After fetching the respective viewpoint of the object from the selected view direction, the effectiveness of the NBV-based active vision system can be verified. The below figure shows a sample situation, in which after taking a frontal image (initial view), the next viewpoint (secondary view) is chosen to be the upper left side of the object.
As a practical example, we used this dataset to gauge the effectiveness of a next best view system we developed for active object recognition. At the test time, each of the two frontal images were used separately by the NBV method to decide the next viewpoint, only if the active vision system was not confident enough about classification of the object. Subsequently, the classification of the objects in the frontal and the selected side view were fused to reach the final classification decision. In this way, the current dataset helped in measuring the improvement of the classification performance in our work. It can, however, be used to test different active vision or next best view systems.
Note: In order to make the dataset suitable for classification applications, a set of training files for all the 10 object classes in the test dataset is also provided.

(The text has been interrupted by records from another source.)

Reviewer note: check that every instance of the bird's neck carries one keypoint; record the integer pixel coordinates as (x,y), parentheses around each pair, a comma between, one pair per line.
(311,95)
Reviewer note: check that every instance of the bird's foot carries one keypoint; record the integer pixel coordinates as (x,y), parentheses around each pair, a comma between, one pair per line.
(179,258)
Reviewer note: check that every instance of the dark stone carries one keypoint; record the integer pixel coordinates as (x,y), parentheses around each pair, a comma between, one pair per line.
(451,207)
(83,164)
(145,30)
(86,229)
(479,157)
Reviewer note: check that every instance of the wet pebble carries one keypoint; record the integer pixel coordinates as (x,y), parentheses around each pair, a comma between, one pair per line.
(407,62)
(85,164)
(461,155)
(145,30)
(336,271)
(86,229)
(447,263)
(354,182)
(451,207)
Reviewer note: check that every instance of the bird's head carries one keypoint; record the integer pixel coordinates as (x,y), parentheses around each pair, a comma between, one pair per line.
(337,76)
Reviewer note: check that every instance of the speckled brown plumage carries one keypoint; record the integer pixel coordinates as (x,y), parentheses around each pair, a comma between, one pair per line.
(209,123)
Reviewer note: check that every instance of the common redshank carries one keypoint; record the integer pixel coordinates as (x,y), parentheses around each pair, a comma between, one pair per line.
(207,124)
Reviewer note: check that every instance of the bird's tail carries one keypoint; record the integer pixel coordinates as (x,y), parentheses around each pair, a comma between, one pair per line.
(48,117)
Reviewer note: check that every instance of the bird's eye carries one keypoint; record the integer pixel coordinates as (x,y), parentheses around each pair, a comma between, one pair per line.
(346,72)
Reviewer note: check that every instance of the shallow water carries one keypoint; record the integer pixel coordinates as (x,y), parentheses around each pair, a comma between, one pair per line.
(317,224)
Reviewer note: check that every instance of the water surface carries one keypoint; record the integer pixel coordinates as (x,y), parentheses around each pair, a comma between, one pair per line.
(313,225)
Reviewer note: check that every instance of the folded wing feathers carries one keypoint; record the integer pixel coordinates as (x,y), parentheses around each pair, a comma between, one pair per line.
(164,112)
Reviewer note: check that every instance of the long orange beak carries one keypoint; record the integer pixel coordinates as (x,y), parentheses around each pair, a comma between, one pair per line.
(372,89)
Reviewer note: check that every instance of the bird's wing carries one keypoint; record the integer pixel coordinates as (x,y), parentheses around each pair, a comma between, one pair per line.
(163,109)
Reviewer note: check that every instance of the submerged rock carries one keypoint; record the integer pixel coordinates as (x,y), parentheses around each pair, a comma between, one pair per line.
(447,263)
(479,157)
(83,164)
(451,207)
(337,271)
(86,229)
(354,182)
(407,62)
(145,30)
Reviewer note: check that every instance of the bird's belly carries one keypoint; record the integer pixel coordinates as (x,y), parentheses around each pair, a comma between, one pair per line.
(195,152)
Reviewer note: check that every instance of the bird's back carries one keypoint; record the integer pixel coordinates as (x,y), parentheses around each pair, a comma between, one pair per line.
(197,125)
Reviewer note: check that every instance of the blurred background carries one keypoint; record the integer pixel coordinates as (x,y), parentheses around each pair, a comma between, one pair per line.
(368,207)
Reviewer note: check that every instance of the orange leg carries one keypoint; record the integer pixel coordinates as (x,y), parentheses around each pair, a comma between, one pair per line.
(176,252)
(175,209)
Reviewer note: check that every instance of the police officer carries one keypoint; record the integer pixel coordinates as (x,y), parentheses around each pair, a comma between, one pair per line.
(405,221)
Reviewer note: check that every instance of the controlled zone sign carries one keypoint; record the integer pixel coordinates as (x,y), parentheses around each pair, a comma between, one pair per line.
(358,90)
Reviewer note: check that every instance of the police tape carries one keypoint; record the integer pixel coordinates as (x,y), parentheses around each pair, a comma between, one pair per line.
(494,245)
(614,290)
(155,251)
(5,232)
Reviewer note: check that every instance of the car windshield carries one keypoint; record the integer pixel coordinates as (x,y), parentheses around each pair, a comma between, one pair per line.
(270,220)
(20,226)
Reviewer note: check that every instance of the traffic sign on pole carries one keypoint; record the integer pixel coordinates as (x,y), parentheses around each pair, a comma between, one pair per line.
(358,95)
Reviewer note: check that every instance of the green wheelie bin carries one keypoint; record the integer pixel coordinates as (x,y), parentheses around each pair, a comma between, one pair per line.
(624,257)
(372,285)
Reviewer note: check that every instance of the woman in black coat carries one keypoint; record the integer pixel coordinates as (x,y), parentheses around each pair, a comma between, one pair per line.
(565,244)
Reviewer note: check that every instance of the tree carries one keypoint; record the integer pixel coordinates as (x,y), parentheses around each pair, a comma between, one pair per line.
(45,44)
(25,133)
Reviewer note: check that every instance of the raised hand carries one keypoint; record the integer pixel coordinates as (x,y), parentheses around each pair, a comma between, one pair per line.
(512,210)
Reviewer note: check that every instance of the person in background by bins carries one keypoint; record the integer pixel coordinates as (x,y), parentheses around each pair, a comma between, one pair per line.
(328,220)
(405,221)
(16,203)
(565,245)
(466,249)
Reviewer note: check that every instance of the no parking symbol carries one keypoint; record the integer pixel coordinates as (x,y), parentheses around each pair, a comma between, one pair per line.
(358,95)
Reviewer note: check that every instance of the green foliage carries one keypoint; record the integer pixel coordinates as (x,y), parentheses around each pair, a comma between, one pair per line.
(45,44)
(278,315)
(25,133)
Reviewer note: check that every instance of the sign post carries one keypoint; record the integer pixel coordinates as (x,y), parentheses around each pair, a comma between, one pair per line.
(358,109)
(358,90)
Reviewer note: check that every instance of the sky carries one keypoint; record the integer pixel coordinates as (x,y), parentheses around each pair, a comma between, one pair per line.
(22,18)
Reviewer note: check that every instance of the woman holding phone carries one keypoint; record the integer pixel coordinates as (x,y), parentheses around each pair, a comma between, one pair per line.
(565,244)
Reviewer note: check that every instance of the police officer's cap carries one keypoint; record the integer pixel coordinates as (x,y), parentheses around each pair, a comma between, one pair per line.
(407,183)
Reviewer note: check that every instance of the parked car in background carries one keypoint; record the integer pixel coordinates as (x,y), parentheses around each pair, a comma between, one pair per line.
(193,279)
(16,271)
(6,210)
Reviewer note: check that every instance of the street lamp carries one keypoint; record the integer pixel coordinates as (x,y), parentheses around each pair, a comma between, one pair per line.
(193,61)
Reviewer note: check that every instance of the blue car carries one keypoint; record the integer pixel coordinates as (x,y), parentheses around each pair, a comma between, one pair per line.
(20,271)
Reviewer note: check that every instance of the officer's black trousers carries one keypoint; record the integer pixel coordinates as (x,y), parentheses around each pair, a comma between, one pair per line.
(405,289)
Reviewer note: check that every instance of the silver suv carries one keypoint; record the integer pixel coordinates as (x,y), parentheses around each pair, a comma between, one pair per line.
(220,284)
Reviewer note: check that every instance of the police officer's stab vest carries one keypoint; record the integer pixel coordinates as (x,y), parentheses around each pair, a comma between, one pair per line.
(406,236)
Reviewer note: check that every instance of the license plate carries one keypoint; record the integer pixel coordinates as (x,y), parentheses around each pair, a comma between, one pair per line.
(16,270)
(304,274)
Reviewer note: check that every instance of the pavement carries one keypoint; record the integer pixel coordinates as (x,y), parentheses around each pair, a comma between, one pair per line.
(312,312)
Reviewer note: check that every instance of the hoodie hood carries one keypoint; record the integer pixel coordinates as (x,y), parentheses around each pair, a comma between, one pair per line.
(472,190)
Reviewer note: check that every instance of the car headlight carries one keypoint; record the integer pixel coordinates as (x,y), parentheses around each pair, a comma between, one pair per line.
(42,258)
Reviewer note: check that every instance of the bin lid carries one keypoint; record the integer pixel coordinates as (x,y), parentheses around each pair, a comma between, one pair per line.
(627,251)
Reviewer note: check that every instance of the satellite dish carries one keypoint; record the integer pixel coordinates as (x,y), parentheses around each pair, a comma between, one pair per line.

The dataset files for testing next best view systems are placed under the Test_Files directory. As mentioned, there are 240 sets of images, each in folders named from 0 to 239. RGB files are stored in jpg format, while 3D depth maps are stored in npy format, which is readable by using the numpy library. The following table relates the name of each image and depth map file to the capture direction of the camera:
File name | Capture direction |
---|---|
1 | Upper left |
2 | Top |
3 | Upper right |
4 | Left |
5 | Right |
Front_Down | The frontal view with the same height as the object |
Front_Up | An alternate frontal view, with a slightly higher elevation than the other frontal view |
In addition, the label of the object being seen is provided in the label.txt file. These labels can be used in object classification tasks.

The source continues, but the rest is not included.